Revision as of 16:52, 4 July 2022 by Zielik (talk | contribs) (Problem 3)

Day 1

Problem 1

In fields of $n \times n$ table are written numbers $1,2, \ldots, n^2$, where the numbers $1,2, \ldots, n$ are in the first row (from left side to right), numbers $n+1, n+2, \ldots, 2n$ in the second, etc. In that table $n$ fields are chosen, from which no two lie in the same row or column. Let $a_i$ be the chosen number in row number $i$. Prove that \[\frac{1^2}{a_1} + \frac{2^2}{a_2} + \ldots + \frac{n^2}{a_n} \geq \frac{n+2}{2} - \frac{1}{n^2 + 1}.\]

Problem 2

Function $f(x,y,z)$ of three real variables satisfies for all real numbers $a,b,c,d,e$ the equality \[f(a,b,c) + f(b,c,d) + f(c,d,e) + f(d,e,a) + f(e,a,b) = a + b + c + d + e.\] Prove that for all real numbers $x_1, x_2, \ldots, x_n$ $(n \geq 5)$ the equality \[f(x_1, x_2, x_3) + f(x_2,x_3,x_4) + \ldots + f(x_n,x_1,x_2) = x_1 + x_2 + \ldots + x_n\] is satisfied.

Problem 3

In a convex pentagon $ABCDE$, where $BC = DE$, the equations \[\angle ABE = \angle CAB = \angle AED - 90^{\circ} \quad \text{and} \quad \angle ACB = \angle ADE\] hold. Prove that $BCDE$ is a parallelogram.

Day2

Problem 4

Every point with integer coordinates on a plane is painted either black or white. Prove that among the set of all painted points there exists an infinite subset which has a center of symmetry and has all the points of the same colour.

Problem 5

The areas of all cross sections of the parallelepiped $R$ with planes going through the middles of three of its edges, of which none two are parallel and have no common points, are equal.
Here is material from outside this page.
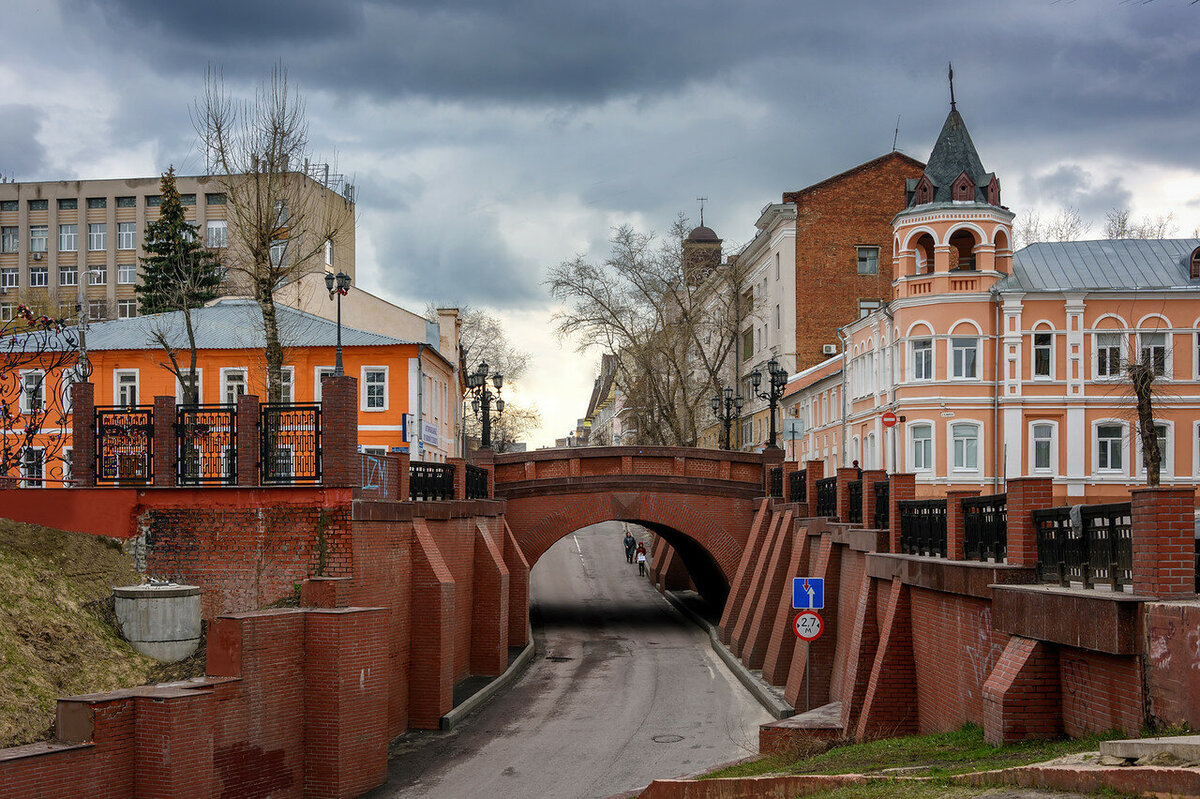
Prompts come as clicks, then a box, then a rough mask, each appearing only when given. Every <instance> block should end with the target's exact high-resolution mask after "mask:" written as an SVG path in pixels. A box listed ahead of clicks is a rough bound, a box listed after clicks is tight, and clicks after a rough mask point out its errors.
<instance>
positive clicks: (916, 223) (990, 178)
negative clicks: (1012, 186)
mask: <svg viewBox="0 0 1200 799" xmlns="http://www.w3.org/2000/svg"><path fill="white" fill-rule="evenodd" d="M949 78H950V113H949V115H948V116H947V118H946V122H944V124H943V125H942V132H941V133H938V136H937V142H936V143H935V144H934V151H932V152H931V154H930V156H929V162H928V164H926V167H925V172H924V174H922V176H920V178H919V179H916V180H912V179H910V180H907V181H906V185H905V199H906V203H905V210H902V211H900V214H898V215H896V217H895V220H894V221H893V223H892V227H893V230H894V234H895V235H894V239H893V247H894V252H895V259H896V265H898V269H896V278H895V282H894V283H893V286H894V288H893V296H894V299H901V298H907V296H922V295H925V294H943V293H950V292H953V293H959V292H986V290H988V289H990V288H991V287H992V286H994V284H995V283H996V282H997V281H1000V280H1003V278H1004V276H1007V275H1008V274H1009V272H1010V271H1012V266H1013V245H1012V242H1013V217H1014V215H1013V212H1012V211H1009V210H1008V209H1007V208H1004V206H1003V205H1001V204H1000V180H998V179H997V178H996V175H995V173H991V172H988V170H986V169H984V166H983V162H982V161H980V160H979V154H978V152H977V151H976V148H974V143H973V142H972V140H971V134H970V133H968V132H967V126H966V122H964V121H962V115H961V114H959V110H958V106H956V103H955V102H954V71H953V70H952V71H950V74H949Z"/></svg>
Prove that $R$ is a cuboid.

Problem 6

Let $S$ be the set of all positive integers which can be expressed in the form $a^2 + 5b^2$ for some coprime integers $a$ and $b$. Let $p$ be a prime number with rest 3 when divided by 4. Prove that if some positive multiple of $p$ belongs to $S$, then the number $2p$ also belongs to $S$.